The contributions of American Indians to the war effort helped win the war and, in 1924, citizenship for all Indigenous peoples in the U.S.Share
In April of 1917, when the U.S. officially joined the war, most American Indians were not citizens and thus not subject to the conscription law drafting men into military service. There was also long-standing hostility between Native Americans and the U.S. government due to the latter’s violent military policy against Indians in the 19th century which brought about the eradication of traditional tribal life and forced assimilation into American society. Despite this, approximately 12,000 Native Americans would ultimately serve in World War I, with the Onondaga and Oneida Nations formally declaring war against Germany.
Often prohibited or discouraged from speaking their tribal languages at home, American Indians used their languages during the war to securely send Allied messages without fear of the Germans translating them. The success of the Choctaw Telephone Squad or Choctaw “Code Talkers” would later influence the U.S. military’s decision to recruit Navajo and Comanche soldiers during World War II for the same purpose.
In France, nearly five percent of Native Americans soldiers were killed in combat, compared to around one percent for U.S. troops overall. Whether they chose or were ordered to be placed in especially dangerous positions, the hope was that, by proving their valor and skill on the battlefield, they could return to their ancestral homeland with full citizenship and dignity.

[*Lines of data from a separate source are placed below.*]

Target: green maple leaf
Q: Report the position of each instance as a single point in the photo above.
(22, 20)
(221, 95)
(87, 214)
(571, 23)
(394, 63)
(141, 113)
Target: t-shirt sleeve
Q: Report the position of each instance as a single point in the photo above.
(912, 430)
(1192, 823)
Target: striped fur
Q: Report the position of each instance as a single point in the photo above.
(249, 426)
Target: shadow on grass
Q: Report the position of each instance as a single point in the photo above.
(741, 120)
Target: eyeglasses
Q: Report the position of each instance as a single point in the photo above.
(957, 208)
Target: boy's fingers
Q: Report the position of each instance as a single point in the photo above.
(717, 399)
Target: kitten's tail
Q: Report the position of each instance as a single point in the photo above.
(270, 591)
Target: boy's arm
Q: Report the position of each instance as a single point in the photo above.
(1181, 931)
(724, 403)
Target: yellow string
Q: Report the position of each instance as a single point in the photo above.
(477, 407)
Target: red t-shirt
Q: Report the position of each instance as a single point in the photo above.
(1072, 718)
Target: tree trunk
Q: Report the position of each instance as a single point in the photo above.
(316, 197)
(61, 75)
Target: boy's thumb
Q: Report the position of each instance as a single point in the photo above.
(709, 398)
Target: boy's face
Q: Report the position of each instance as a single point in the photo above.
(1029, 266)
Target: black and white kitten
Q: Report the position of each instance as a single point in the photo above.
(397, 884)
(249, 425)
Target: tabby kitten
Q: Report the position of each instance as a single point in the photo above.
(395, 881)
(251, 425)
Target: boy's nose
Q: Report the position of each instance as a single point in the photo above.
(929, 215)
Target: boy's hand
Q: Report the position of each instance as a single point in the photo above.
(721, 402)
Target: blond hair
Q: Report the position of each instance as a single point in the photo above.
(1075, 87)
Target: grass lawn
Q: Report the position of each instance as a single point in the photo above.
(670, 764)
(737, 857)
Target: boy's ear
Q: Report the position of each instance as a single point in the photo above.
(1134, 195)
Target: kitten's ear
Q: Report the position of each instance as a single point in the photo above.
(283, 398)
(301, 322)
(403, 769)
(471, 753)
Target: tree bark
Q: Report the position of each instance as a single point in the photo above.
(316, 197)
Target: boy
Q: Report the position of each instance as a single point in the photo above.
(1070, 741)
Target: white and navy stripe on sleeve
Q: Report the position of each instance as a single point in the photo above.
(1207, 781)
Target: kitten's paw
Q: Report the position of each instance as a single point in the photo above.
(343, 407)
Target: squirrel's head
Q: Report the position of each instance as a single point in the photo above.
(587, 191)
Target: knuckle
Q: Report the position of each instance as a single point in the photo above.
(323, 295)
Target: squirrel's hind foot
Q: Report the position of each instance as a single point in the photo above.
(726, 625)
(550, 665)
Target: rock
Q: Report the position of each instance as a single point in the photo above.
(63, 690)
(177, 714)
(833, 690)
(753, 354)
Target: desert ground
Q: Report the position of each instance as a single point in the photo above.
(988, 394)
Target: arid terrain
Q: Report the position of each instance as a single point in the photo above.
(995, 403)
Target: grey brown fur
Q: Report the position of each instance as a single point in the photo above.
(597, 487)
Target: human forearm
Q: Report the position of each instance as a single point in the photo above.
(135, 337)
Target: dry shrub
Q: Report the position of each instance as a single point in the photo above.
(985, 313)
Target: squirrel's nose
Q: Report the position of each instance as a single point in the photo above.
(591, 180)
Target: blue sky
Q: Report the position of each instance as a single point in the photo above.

Back in the United States, Native Americans continued to actively support the war effort—though in some cases, unwillingly. While their communities purchased millions of dollars in war bonds and volunteered with the American Red Cross and other relief organizations, the loss of native lands increased as the U.S. government took land for cattle and agriculture industries to produce food during the war. Recognizing the contributions and sacrifices of the Native American communities during World War I, Congress granted citizenship to all Native veterans in 1919—and in 1924, to all American Indians.